So R Seth Friedman took over Fact Sheet 5 in 1993 and published Issues 46-64 until he quit in 1998, supposedly after making several attempts to sell it.
Each publisher of Factsheet Five ran it differently, but were also responding to the economic, cultural and technological forces in play. For example, Gunderloy ran it through a combination of direct mail order subscribers and stores or distributors, but most his issues were sent for trade. He left the magazine to Luce as long as Luce agreed to continue sending issues to the magazine’s 1,100 subscribers and review everything sent to it. But as Luce later found out, of the 10,000 copies printed of #45, 6,000 went for trade — an unsustainable practice that the following publisher, Friedman, would refuse to continue when he took over in 1992. And as zine networks continued to expand in 1994, thanks in large part to the explosion of “alternative” culture through the success of bands like Nirvana, Factsheet Five swelled to a point where Friedman felt compelled to institute a new policy: the print version would not review zines that “sucked.” Fans of the magazine were deeply upset by this as it began to provide a new role for the intermediary that was less anarchic and more consumptive.
While all of this was happening, the web was growing. By the summer of 1995, Issue 56 of Factsheet Five circulated 15,000 copies of its 144-pages, which included 1,500 reviews of zines. At this same time, Google’s founders were graduate students, Craigslist was still an email listing, eBay was just coming together as “AuctionWeb,” and Internet Explorer was taking its first steps toward infamy. Also by this time, the creators of Mosaic left their university positions in Illinois to create a commercial version of it called Netscape. Importantly, more and more PCs were shipping with modems and, for all intents and purposes, the web as we know it today was in its infancy. Three short years later, Factsheet Five would be gone for good.
There is a lot that I’m leaving out of this story, partially because I’m out of time, but also partially because the materials for the story are hard to verify.

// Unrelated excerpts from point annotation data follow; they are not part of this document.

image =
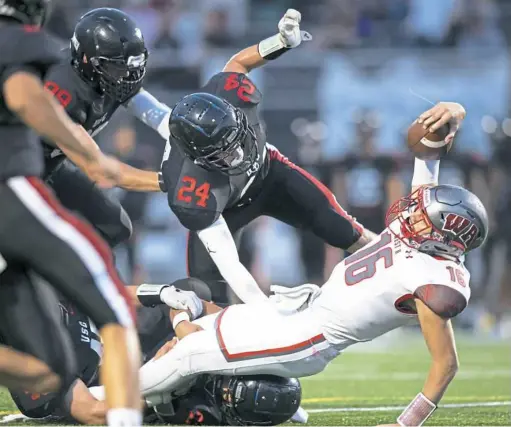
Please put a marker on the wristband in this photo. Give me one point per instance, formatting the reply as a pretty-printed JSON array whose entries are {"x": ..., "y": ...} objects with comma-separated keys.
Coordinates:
[
  {"x": 180, "y": 317},
  {"x": 149, "y": 295},
  {"x": 417, "y": 412},
  {"x": 161, "y": 182},
  {"x": 272, "y": 47}
]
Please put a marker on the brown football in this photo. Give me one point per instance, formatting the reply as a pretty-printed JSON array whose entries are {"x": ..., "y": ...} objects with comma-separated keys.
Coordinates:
[{"x": 428, "y": 146}]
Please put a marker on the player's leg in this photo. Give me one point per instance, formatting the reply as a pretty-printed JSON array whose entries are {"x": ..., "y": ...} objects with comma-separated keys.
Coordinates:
[
  {"x": 289, "y": 346},
  {"x": 78, "y": 193},
  {"x": 22, "y": 371},
  {"x": 30, "y": 323},
  {"x": 72, "y": 257},
  {"x": 303, "y": 201},
  {"x": 199, "y": 263}
]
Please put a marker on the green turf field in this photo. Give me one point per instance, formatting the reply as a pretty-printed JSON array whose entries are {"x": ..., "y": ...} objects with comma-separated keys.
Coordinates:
[{"x": 362, "y": 385}]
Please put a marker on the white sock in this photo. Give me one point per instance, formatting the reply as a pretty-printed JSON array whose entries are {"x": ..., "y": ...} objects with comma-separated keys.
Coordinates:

While Factsheet Five presents a story of a print magazine about printed zines, below the surface is a story about how thee editors used early digital technologies to hold the magazine together. For example, Gunderloy had left to pursue a career, strangely enough, in computer programming and ran a BBS for Factsheet Five since 1987. Jared Pore, a friend of Gunderloy’s used a newsgroup called alt.zines as well as the WELL to maintain a shadow version of Factsheet Five through FTP called F5-E especially as Luce and Friedman began to take over. Much of these conversations are documented on a Google Groups archive of alt.zines.
Hudson Luce’s testimony quotes a few minutes ago — and this is assuming that’s actually him — can be found on the Talk tab of the Wikipedia entry on Factsheet Five. And while Gunderloy left all his back issues, zines, and correspondence to the New York State Library, it is only partially catalogued.
But the demise of Factsheet Five is also a story about the struggle for the means of production and mediation as zines themselves began to the use the web to connect. My point is that exploring the archives of counterpublics brings specific challenges, but in order to understand them in all their complexity, I think we must go beyond the artifacts themselves and explore mixed media, methods and methodologies — as well as teach them to our students — as we attempt to historicize delivery systems, especially as they complicated mediation in the late age of print. I’m not sure exactly how to do this and so I hope we might talk more about your experiences in the discussion. Thanks!